Germany is trying to mitigate market turmoil from the UK leaving the EU without a deal by giving British financial firms a chance to continue operations in the country and making relocation more viable.
As the bloc girds itself against potential fallout from the UK’s political crisis, chancellor Angela Merkel’s cabinet approved new rules that allow Bafin, Germany’s financial regulator, to set transition arrangements for UK banks, insurers, and other financial companies to the end of 2020.
Germany also sought to boost its appeal as a banking hub by loosening its rigid hire-and-fire laws for top dealmakers.
Germany urged British MPs to accept the deal that’s been agreed with the EU, as the only alternative is a disorderly exit.
The country’s export-led economy is particularly exposed to trade disruptions.
“We don’t have much time, but we do still have a little bit of time,” chancellor Merkel said in remarks to politicians in parliament in Berlin.
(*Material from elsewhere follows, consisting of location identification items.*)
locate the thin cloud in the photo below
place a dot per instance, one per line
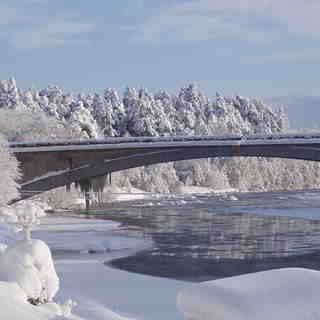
(246, 20)
(27, 24)
(288, 56)
(55, 33)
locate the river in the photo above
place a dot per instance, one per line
(202, 237)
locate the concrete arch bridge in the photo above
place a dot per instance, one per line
(48, 165)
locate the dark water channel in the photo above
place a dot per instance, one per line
(208, 237)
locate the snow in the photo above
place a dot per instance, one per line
(102, 292)
(78, 235)
(29, 264)
(203, 190)
(290, 293)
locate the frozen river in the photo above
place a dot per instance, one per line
(213, 236)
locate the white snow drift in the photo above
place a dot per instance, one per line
(290, 293)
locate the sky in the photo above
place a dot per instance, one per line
(252, 48)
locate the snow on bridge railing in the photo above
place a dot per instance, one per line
(126, 140)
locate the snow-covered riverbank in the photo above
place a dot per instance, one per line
(103, 292)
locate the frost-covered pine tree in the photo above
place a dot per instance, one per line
(9, 173)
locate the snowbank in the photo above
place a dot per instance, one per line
(78, 235)
(202, 190)
(119, 194)
(103, 292)
(290, 293)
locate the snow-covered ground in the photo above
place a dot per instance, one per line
(103, 292)
(283, 294)
(80, 249)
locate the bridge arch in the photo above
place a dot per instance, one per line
(138, 159)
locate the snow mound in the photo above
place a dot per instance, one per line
(290, 293)
(30, 265)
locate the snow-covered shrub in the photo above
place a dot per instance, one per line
(28, 262)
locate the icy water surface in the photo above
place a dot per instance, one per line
(209, 236)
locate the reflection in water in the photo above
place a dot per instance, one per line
(204, 242)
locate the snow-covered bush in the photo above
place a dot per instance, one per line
(28, 262)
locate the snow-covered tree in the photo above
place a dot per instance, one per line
(9, 173)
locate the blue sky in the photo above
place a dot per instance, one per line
(254, 48)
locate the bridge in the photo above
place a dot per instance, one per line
(48, 165)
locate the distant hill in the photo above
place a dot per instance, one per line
(303, 111)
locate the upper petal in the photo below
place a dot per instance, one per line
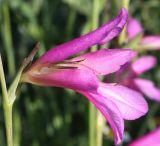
(151, 42)
(133, 28)
(148, 88)
(106, 61)
(144, 64)
(75, 79)
(110, 112)
(150, 139)
(125, 99)
(98, 36)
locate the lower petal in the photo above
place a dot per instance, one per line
(130, 103)
(111, 113)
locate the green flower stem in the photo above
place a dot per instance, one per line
(7, 37)
(123, 35)
(92, 109)
(7, 107)
(8, 123)
(95, 18)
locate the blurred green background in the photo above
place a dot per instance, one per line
(54, 116)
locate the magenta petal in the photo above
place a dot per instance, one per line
(134, 28)
(148, 88)
(150, 139)
(75, 79)
(125, 99)
(144, 64)
(106, 61)
(82, 43)
(151, 42)
(111, 113)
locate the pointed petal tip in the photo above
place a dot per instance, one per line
(140, 66)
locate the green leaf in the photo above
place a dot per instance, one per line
(13, 88)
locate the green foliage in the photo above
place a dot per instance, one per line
(53, 116)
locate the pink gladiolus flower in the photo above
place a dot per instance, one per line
(147, 87)
(80, 74)
(151, 42)
(150, 139)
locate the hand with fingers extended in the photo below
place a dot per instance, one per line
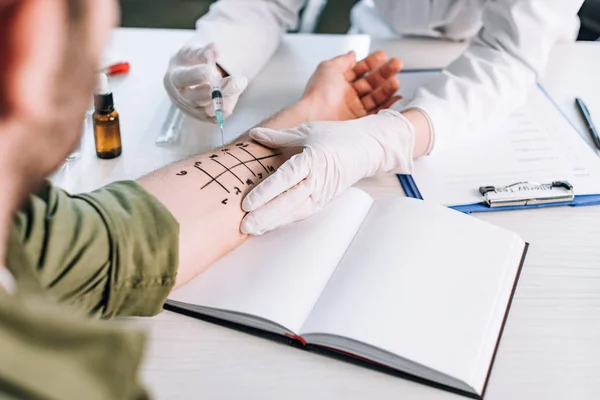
(188, 82)
(336, 155)
(343, 89)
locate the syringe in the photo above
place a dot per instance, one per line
(217, 99)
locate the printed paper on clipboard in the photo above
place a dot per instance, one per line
(537, 143)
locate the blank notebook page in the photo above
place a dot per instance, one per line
(280, 275)
(426, 283)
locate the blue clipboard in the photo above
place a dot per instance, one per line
(410, 187)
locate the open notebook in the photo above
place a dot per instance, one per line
(416, 287)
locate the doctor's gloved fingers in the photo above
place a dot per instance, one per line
(273, 138)
(370, 63)
(293, 172)
(345, 62)
(190, 76)
(293, 205)
(200, 96)
(380, 95)
(197, 54)
(387, 104)
(378, 77)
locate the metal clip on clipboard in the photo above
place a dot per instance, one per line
(528, 193)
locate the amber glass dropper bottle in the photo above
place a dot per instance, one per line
(107, 131)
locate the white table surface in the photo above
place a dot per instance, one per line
(551, 343)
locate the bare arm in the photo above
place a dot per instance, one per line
(204, 193)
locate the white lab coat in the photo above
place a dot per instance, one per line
(510, 41)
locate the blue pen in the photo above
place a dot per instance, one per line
(585, 113)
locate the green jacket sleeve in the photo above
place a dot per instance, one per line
(112, 252)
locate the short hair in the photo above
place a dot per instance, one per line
(76, 10)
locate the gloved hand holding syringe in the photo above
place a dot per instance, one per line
(217, 99)
(196, 86)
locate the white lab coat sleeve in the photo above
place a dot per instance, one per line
(247, 32)
(500, 67)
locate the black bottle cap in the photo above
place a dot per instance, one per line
(103, 103)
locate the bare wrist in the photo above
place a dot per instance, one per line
(423, 131)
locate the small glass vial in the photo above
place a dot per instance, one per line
(107, 132)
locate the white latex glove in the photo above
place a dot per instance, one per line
(336, 155)
(188, 82)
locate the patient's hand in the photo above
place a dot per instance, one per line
(343, 89)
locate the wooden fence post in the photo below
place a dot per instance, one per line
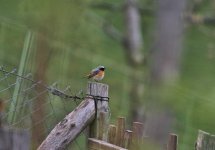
(205, 141)
(172, 142)
(76, 121)
(120, 130)
(98, 129)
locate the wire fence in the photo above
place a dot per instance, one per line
(31, 105)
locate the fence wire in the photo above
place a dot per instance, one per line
(34, 106)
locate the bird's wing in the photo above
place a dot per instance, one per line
(93, 73)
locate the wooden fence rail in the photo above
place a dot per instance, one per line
(94, 112)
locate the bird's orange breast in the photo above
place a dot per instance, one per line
(100, 74)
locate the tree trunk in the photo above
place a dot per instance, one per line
(165, 65)
(133, 45)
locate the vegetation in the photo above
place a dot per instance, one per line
(75, 42)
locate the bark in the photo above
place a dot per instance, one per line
(165, 66)
(133, 47)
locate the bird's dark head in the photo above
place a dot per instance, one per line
(102, 68)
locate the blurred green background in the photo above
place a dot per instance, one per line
(68, 40)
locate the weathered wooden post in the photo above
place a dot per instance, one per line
(99, 92)
(172, 142)
(205, 141)
(76, 121)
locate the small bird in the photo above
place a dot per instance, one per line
(97, 74)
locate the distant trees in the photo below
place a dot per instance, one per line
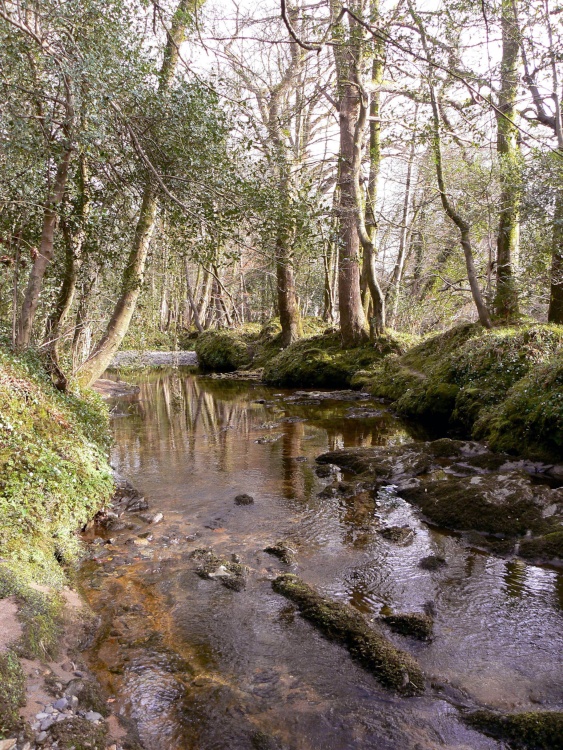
(378, 163)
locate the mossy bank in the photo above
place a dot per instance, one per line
(504, 385)
(54, 477)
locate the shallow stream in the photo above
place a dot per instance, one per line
(195, 665)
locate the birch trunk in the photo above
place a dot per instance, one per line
(45, 252)
(133, 275)
(506, 296)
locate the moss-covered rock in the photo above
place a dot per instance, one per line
(415, 624)
(231, 574)
(54, 472)
(249, 345)
(12, 692)
(282, 551)
(547, 547)
(226, 350)
(394, 668)
(504, 384)
(495, 504)
(322, 362)
(529, 420)
(535, 730)
(79, 734)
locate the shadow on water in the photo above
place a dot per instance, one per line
(197, 665)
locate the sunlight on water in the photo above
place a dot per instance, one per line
(197, 665)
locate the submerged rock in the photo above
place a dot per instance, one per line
(244, 499)
(415, 624)
(231, 574)
(394, 668)
(432, 562)
(397, 534)
(461, 486)
(282, 551)
(127, 498)
(533, 730)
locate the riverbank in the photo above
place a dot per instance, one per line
(503, 386)
(55, 477)
(200, 644)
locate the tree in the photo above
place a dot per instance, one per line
(134, 271)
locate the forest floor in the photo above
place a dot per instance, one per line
(504, 386)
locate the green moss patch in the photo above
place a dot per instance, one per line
(530, 419)
(249, 345)
(415, 624)
(504, 385)
(535, 730)
(339, 622)
(54, 473)
(12, 692)
(494, 504)
(322, 362)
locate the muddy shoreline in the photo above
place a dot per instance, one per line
(132, 546)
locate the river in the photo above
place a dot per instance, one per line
(195, 665)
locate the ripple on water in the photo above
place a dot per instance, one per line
(250, 663)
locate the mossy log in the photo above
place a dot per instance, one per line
(415, 624)
(395, 669)
(534, 730)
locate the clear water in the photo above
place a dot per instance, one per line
(196, 665)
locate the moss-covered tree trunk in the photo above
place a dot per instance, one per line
(506, 296)
(44, 253)
(74, 234)
(133, 274)
(555, 312)
(346, 48)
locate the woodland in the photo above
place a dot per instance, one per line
(362, 199)
(172, 169)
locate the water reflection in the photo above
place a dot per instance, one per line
(221, 667)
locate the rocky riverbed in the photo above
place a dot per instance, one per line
(201, 648)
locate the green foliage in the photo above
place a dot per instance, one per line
(54, 473)
(503, 385)
(394, 668)
(12, 692)
(39, 614)
(248, 346)
(226, 350)
(530, 418)
(322, 362)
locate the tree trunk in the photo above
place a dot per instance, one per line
(74, 242)
(191, 300)
(555, 313)
(133, 275)
(44, 254)
(288, 304)
(506, 297)
(394, 287)
(376, 308)
(449, 209)
(80, 341)
(352, 318)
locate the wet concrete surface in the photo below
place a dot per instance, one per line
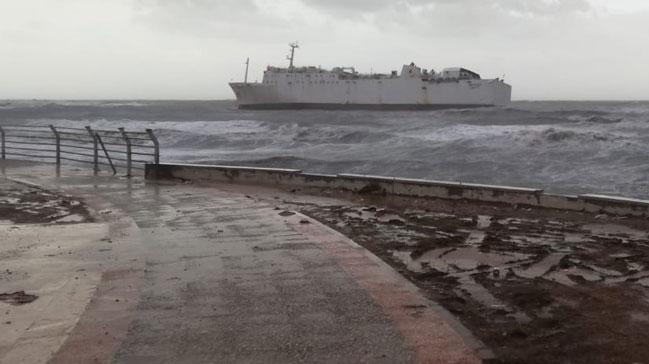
(202, 275)
(537, 286)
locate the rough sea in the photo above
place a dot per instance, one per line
(563, 147)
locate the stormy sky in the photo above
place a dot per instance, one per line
(191, 49)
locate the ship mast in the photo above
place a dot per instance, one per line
(245, 79)
(291, 56)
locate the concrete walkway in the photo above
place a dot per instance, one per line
(205, 275)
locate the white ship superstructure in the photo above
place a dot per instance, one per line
(343, 87)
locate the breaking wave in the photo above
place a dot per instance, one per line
(560, 146)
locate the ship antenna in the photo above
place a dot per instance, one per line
(291, 57)
(245, 79)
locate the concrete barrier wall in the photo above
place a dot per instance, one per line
(399, 187)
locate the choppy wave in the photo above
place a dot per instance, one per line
(560, 146)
Under the draft legislation, Germany will let UK-based financial institutions continue EU passporting rights to then end of 2020. The extensions are to maintain existing contracts and will be granted by Bafin on a case-by-case basis.
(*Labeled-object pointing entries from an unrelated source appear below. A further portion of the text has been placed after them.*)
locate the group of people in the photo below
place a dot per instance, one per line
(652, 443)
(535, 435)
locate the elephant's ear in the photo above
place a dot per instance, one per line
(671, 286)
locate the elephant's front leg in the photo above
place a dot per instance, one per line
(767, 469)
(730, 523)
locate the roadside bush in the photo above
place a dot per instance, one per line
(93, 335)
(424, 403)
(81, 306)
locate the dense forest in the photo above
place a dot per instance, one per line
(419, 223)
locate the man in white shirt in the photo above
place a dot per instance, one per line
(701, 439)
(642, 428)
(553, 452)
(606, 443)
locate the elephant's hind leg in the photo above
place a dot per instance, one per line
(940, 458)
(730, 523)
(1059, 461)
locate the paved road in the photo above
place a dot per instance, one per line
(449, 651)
In addition to possible disruptions for individual companies from a no-deal Brexit, “the mass ending of financial-market contracts, or their transfer to companies that have the required permits, could also lead to market turmoil and cause risks for financial-market stability”, the draft legislation says.
Germany is also easing job- security rules for senior financial executives at large, system-relevant firms.
For managers with a base salary of more than €234,000 in western Germany, employers no longer have to legally justify the grounds for a termination.
“It will thereby be easier for these institutions to separate from their managers to avert risk for the overall financial system,” according to the finance ministry.
Meanwhile, a decision about delaying the UK’s exit beyond the scheduled March 29 date — nor of publishing formal or legal assurances to the prime minister over the backstop issue — can be made until January, EU diplomats said. An emergency summit might need to be called in the new year to do that, one said.
The EU has long thought that keeping Theresa May in her post was the best chance of getting the Brexit deal approved and preventing a disorderly exit by the UK. However, officials in Brussels and national capitals believe they have gone as far as they can and are wary of interfering in domestic politics at such a sensitive time.
One senior diplomat said the EU considered UK politics an “absurd drama” and patience was wearing thin.
With huge opposition to the transition agreement among UK MPs, the EU says it’s open to providing some additional language but won’t unpick the draft treaty.
“We do not have any intention of changing the exit agreement,” Merkel said in parliament in Berlin.
May was due to join the other EU leaders for a summit in Brussels starting later today.
EU leaders plan only a limited response this week. They will issue a statement following their discussion which might provide help to get the withdrawal agreement eventually passed in the UK parliament but European diplomats acknowledge privately that any steps they take are unlikely to be enough to win over UK MPs.
They say that contingency planning for a no-deal outcome is now well under way.
“As time is running out, we will also discuss the state of preparations for a no-deal scenario,” European Council president Donald Tusk said in a letter to leaders ahead of the summit.
While the EU is open to providing fresh assurances over the backstop agreement that aims to prevent a hard border in Ireland, they won’t reopen negotiations on the substance of the deal. And they won’t make the backstop temporary.